Peg parser - support for escape characters


I'm working on a Peg parser. Among other structures, it needs to parse a tag directive. A tag can contain any character. If you want the tag to include a curly brace } you can escape it with a backslash. If you need a literal backslash, that should also be escaped. I tried to implement this inspired by the Peg grammer for JSON: https://github.com/pegjs/pegjs/blob/master/examples/json.pegjs

There are two problems:

  • an escaped backslash results in two backslash characters instead of one.

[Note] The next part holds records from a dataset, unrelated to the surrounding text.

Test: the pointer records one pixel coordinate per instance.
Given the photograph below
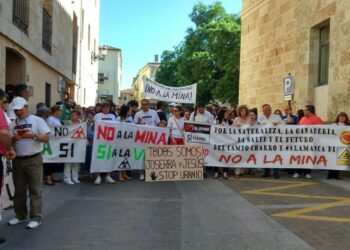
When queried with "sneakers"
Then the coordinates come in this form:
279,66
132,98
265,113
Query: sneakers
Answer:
33,224
15,221
109,179
296,175
98,180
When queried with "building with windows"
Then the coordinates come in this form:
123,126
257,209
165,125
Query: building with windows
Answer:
125,96
149,70
109,74
48,45
308,40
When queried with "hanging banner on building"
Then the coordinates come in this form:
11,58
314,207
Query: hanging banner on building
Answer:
121,146
174,163
67,144
186,94
311,147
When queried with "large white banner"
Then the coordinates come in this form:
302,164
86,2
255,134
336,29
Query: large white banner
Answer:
67,144
312,147
121,146
186,94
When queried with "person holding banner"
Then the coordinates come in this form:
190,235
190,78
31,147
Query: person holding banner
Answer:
105,115
124,116
342,120
267,118
202,115
146,116
239,121
50,168
71,170
222,119
309,118
176,125
6,150
28,133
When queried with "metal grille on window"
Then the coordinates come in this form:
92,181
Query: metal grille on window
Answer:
21,14
47,31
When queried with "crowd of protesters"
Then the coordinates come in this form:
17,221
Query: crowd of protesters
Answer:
27,133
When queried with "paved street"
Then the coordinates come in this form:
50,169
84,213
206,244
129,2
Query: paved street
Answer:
212,214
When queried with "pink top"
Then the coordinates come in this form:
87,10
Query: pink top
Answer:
312,120
3,125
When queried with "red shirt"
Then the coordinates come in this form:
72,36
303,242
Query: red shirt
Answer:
312,120
3,125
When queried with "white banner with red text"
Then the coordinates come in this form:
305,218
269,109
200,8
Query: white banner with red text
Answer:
282,146
66,144
121,146
185,94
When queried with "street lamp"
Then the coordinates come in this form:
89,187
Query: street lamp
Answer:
97,57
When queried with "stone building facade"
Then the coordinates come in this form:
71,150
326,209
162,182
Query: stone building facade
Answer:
149,70
308,40
110,74
48,45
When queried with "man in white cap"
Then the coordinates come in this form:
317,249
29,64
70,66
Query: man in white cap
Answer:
171,109
28,133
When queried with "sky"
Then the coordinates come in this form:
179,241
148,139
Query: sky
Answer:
143,28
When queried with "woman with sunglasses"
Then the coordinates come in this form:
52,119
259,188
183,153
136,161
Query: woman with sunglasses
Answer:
176,125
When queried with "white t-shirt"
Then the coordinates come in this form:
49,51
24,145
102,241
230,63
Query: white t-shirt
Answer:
149,118
104,117
53,121
27,147
205,117
175,132
263,120
10,112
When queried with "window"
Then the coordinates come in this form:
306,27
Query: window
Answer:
323,68
48,94
75,44
101,78
20,15
47,26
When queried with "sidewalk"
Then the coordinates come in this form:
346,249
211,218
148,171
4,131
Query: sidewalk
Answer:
139,215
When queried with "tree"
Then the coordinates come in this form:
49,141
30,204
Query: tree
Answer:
209,55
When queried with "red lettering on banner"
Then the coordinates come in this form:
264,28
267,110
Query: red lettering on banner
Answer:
322,160
150,137
277,158
296,159
308,159
107,133
251,158
235,159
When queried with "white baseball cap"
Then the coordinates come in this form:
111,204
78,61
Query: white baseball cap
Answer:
18,103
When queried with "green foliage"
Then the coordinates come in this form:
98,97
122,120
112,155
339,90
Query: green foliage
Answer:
209,55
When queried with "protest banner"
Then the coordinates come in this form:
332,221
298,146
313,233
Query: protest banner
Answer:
186,94
282,146
174,163
121,145
7,187
66,144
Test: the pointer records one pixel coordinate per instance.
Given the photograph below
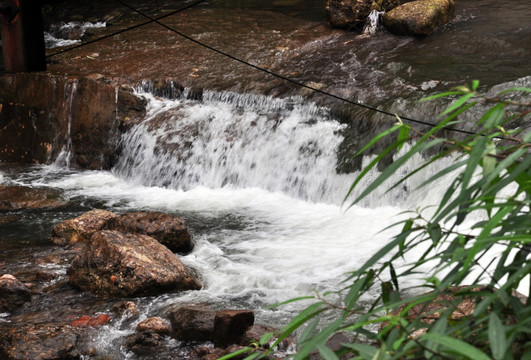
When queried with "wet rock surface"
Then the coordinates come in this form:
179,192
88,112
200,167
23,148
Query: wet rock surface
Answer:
192,324
36,129
13,293
81,228
120,265
169,230
39,342
28,198
352,14
154,324
231,325
419,18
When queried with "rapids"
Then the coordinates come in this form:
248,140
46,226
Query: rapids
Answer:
255,175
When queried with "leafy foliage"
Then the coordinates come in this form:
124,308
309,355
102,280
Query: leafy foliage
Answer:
477,240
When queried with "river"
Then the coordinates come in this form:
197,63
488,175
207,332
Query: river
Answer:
255,175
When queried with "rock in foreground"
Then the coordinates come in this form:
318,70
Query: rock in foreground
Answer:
81,228
419,18
39,342
117,265
169,230
13,293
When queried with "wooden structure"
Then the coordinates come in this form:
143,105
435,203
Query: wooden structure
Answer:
22,35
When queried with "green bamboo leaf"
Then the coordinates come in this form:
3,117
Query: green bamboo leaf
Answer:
456,346
403,135
367,352
265,338
326,353
458,103
497,339
516,89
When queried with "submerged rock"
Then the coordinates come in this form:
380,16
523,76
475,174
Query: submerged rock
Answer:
154,324
353,13
81,228
144,343
419,18
13,293
192,323
24,197
122,265
39,342
230,326
224,327
169,230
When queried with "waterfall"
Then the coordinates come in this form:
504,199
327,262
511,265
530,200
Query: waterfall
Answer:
233,140
230,140
65,156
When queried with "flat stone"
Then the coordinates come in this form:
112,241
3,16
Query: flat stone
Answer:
117,265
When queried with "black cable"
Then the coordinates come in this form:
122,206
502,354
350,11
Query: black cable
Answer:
288,79
127,29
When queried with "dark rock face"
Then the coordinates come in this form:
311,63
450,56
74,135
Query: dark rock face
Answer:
23,197
123,265
144,343
154,324
13,293
81,228
192,324
224,327
231,325
419,18
352,14
37,109
169,230
39,342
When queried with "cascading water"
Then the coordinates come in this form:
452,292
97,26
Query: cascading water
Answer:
65,155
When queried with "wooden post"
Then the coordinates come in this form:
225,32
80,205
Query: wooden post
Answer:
22,35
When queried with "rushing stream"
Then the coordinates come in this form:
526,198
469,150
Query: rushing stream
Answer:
255,178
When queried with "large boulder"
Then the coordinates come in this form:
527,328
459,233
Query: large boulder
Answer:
39,342
123,265
81,228
169,230
24,198
13,293
419,18
352,14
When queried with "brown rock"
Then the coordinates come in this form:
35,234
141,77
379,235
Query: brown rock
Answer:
192,323
81,228
35,128
13,293
39,342
122,265
419,18
154,324
169,230
352,14
144,343
125,308
23,197
231,325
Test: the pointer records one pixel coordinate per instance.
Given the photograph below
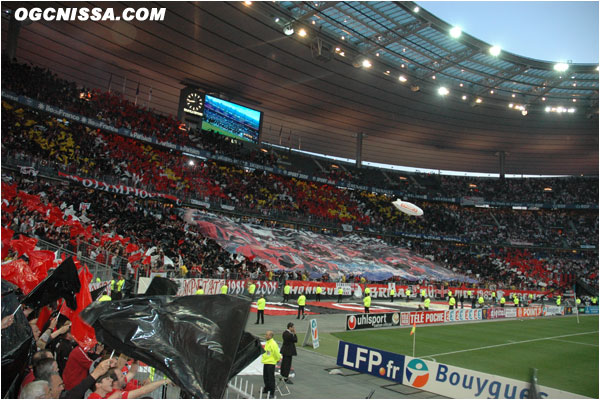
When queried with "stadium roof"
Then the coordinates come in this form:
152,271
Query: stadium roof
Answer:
315,98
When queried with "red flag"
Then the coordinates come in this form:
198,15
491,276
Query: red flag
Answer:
131,248
23,245
7,234
104,239
9,191
43,317
19,273
135,257
82,332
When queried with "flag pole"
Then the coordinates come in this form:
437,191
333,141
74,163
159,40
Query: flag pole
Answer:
575,302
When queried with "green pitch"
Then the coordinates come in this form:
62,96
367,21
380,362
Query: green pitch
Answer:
564,352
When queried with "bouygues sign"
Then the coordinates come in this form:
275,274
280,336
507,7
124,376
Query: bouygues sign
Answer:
443,379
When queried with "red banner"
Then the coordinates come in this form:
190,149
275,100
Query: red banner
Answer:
189,287
118,189
528,312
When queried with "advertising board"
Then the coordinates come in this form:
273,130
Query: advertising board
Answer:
526,312
494,313
463,314
422,317
455,382
371,361
443,379
553,310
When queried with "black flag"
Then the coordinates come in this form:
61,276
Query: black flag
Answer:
63,282
162,287
98,292
193,340
17,342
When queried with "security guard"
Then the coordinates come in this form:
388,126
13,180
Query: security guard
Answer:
451,303
260,309
367,303
270,358
286,292
301,304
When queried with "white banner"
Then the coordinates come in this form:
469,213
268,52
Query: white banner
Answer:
464,314
553,310
188,287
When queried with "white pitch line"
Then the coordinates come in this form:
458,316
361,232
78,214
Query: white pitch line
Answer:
568,341
509,344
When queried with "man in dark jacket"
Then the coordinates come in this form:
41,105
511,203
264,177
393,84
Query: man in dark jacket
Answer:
288,349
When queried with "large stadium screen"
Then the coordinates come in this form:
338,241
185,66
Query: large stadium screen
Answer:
231,119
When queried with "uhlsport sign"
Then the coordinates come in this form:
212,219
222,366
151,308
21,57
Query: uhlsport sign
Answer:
364,321
436,377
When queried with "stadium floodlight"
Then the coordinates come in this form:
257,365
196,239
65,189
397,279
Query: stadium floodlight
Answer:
288,30
561,67
455,32
495,51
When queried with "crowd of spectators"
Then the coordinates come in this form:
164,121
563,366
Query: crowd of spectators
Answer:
111,157
111,108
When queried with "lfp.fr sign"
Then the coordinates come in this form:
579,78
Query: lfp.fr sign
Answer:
371,361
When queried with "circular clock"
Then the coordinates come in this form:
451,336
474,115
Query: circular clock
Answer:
193,102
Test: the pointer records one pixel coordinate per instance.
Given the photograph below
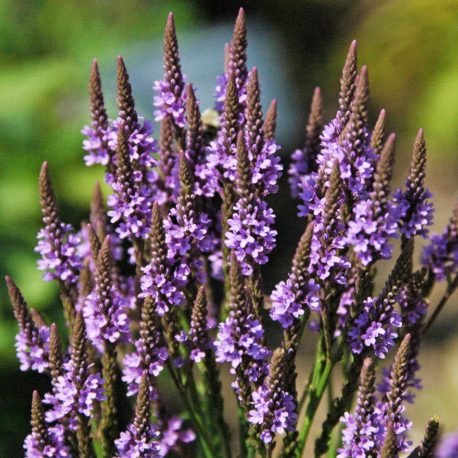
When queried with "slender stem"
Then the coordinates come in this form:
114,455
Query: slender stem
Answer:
315,395
450,289
336,442
194,416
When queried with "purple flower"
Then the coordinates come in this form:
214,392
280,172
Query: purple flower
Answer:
375,327
448,446
143,359
133,184
281,409
59,253
250,235
239,338
170,101
416,213
33,350
267,168
73,394
129,445
110,325
289,300
53,446
441,255
172,434
369,231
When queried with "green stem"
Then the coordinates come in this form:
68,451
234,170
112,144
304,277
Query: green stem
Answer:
450,289
315,394
336,442
195,417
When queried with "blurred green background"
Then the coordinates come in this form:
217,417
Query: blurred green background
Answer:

Example input:
{ some characters but escape with a \\ }
  • the parser breaks on an escaped curly \}. Example input:
{ some characters but escape \} with a \\ }

The relevant grammer is:

Tag
  = "{" _ tagContent:$(TagChar+) _ "}" {
  return { type: "tag", content: tagContent }
}

TagChar
  = [^\}\r\n]
  / Escape
    sequence:(
        "\\" { return {type: "char", char: "\\"}; }
      / "}" { return {type: "char", char: "\x7d"}; }
    )
    { return sequence; }
    
_ "whitespace"
  = [ \t\n\r]*
  
Escape
  = "\\"

You can easily test grammar and test input with the online PegJS sandbox: https://pegjs.org/online

I hope somebody has an idea to resolve this.


Solution

  • These errors are both basically typos.

    The first problem is the character class in your regular expression for tag characters. In a character class, \ continues to be an escape character, so [^\}\r\n] matches any character other than } (written with an unnecessary backslash escape), carriage return or newline. \ is such a character, so it's matched by the character class, and Escape is never tried.

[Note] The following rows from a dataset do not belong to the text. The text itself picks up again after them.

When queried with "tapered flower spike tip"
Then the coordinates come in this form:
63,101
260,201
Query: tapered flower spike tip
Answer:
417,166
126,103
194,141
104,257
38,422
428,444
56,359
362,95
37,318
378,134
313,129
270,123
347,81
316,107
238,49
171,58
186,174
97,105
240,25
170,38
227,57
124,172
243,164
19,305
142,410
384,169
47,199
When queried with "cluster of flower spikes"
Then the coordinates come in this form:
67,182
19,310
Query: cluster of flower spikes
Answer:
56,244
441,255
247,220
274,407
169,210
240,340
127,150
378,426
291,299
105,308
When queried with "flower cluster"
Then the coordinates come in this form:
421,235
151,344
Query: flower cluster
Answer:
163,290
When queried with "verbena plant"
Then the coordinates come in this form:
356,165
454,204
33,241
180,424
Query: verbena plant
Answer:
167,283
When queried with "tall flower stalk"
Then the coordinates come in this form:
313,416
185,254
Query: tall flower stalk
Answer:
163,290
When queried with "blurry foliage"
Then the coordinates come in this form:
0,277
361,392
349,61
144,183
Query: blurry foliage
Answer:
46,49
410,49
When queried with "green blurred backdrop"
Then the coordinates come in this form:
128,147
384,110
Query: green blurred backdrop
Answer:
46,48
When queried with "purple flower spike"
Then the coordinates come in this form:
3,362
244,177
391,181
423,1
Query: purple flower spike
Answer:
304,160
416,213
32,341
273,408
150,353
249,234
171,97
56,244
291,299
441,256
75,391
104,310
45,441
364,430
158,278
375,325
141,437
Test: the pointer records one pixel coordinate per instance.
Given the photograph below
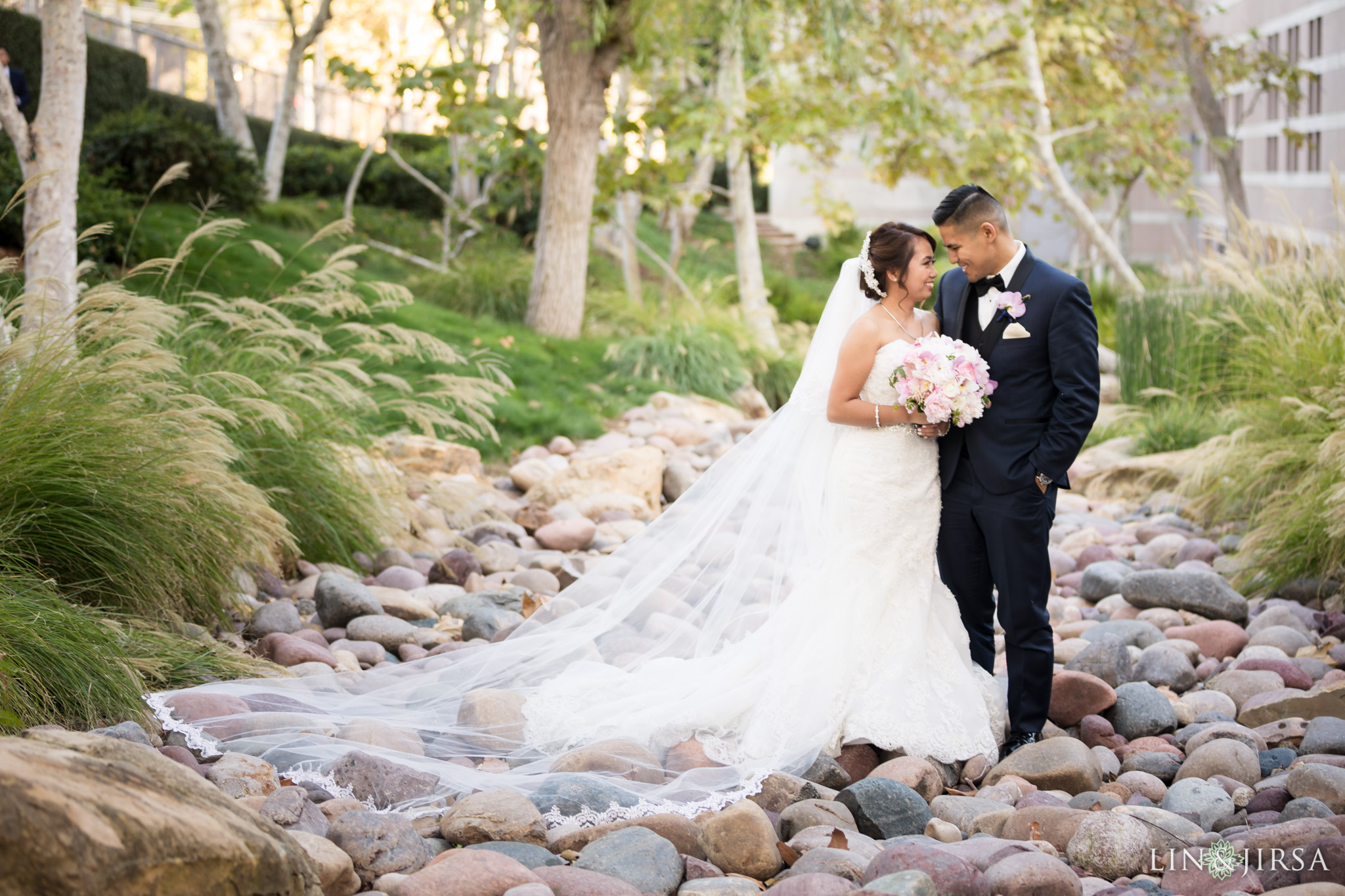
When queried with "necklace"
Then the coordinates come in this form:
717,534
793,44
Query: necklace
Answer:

    Since your pattern for tag characters doesn't succeed in recognising \ as an Escape, the tag { \\ } is parsed as four characters (space, backslash, backslash, space) and the tag { \} } is parsed as terminating on the first }, creating a syntax error.

    So you should fix the character class to [^}\\\r\n] (I put the closing brace first in order to make it easier to read the falling timber. The order is irrelevant.)

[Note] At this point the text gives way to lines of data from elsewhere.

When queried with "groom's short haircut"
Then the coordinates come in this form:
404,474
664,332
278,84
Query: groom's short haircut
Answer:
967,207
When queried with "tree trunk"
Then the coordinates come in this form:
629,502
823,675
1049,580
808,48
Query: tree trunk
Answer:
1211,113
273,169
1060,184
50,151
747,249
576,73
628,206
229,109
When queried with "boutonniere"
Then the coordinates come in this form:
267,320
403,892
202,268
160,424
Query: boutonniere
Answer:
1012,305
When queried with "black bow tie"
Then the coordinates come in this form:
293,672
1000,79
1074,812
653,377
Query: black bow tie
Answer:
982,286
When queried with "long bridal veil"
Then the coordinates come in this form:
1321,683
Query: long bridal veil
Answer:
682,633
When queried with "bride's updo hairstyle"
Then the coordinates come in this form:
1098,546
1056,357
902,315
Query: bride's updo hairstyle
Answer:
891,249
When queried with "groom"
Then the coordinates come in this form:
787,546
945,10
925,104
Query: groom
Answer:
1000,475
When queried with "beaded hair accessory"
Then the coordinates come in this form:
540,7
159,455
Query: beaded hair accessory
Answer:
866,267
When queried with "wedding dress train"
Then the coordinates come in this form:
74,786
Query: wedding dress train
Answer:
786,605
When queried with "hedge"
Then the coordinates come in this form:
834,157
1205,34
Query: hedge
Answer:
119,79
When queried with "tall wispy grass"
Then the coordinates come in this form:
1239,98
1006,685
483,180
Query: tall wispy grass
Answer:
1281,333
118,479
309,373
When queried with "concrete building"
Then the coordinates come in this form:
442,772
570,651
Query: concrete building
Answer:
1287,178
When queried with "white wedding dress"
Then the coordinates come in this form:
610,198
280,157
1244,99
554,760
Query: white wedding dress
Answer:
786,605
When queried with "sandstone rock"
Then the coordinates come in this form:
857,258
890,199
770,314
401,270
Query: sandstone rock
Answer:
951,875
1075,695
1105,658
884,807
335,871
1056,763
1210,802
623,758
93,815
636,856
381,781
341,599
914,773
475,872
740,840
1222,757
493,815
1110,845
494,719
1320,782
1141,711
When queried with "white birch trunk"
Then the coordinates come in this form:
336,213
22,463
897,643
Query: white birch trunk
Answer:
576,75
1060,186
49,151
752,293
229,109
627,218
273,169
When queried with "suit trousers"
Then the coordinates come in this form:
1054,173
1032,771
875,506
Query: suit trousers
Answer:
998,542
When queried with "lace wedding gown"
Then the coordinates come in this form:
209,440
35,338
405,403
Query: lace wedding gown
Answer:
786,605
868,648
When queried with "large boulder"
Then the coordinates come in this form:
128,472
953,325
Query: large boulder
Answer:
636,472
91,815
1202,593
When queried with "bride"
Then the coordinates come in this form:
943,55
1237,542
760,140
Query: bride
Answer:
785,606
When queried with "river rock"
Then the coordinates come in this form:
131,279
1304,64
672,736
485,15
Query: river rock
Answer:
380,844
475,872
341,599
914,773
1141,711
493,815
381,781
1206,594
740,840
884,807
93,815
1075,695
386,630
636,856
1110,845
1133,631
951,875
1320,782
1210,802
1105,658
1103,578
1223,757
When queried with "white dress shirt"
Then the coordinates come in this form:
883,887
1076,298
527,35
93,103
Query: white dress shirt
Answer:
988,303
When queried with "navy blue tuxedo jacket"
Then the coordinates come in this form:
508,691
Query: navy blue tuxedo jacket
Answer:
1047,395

    Once you do that, you'll find that the parser still returns the string with the backslashes intact. That's because of the $ in your Tag pattern: "{" _ tagContent:$(TagChar+) _ "}". According to the documentation, the meaning of the $ operator is: (emphasis added)

    $ expression

    Try to match the expression. If the match succeeds, return the matched text instead of the match result.